Abstracts

We consider a new style of pricing theory which is affected by the market clearing condition with finite number of issued securities. This feature isn’t explicitly considered in the traditional finance theory which usually assumes both homogeneous agents and market completeness. Once we introduce the assumption of heterogeneous agents and finiteness of issued securities, the security price shifts from the level dominated only by market uncertainty.
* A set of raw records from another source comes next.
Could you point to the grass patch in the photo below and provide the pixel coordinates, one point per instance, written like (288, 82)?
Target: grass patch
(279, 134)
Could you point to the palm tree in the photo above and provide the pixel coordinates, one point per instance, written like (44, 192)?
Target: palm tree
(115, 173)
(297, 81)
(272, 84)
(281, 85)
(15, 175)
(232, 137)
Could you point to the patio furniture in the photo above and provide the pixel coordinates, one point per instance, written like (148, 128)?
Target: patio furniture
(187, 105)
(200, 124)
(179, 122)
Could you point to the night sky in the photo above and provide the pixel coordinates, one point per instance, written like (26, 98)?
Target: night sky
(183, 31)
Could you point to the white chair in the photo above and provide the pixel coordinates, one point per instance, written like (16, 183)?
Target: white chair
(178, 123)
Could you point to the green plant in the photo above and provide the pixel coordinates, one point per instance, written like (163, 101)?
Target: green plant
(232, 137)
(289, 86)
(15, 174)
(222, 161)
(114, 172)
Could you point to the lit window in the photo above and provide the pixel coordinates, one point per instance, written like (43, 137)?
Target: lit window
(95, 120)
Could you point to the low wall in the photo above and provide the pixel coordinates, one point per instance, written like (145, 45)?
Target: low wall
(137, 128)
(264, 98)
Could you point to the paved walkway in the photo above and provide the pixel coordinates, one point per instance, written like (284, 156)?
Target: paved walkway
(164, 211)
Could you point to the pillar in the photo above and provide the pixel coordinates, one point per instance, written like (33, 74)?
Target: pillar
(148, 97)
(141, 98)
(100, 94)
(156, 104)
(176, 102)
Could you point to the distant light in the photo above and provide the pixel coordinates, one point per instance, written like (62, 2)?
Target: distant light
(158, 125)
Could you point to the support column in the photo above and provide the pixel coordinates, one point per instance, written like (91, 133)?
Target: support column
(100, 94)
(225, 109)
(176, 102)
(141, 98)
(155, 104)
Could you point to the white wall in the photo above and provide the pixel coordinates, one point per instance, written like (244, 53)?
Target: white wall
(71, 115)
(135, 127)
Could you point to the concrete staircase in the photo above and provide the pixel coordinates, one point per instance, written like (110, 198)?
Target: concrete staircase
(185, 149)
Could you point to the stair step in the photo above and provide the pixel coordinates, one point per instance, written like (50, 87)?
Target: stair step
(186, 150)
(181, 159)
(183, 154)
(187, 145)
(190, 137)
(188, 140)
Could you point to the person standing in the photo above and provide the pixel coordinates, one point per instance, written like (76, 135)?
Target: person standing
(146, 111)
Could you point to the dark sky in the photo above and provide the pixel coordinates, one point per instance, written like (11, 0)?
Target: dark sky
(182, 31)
We utilize a simple and convincing setting, that there are only two types of market participants with different risk aversions. We also consider the effect of the market clearing condition with finite number of issued securities. The security price is described as a result of transactions between different types of market participants. While the market clearing condition is defined such that all participants have to retain all the issued securities as a whole, we derive the first order condition of utility maximization problem for each type of market participants. This gives us the form of the security price; more precisely, the optimal payment formula for each market participant. We also show the uniqueness and existence of the security price.
By the procedure shown above, we deduce the premium due to the constraint of the finite number of issued securities; we call it `finite number premium’. We can define the rational range of finite number premium as well, where the security price meets no-arbitrage condition.
As an empirical analysis, we apply our model to the JGB and JGB futures markets. Utilizing these market data, we derive the finite number premium and did likelihood ratio test. As a result, we show the significance of the finite number premium in the market of JGB futures. It implies the validation of our model.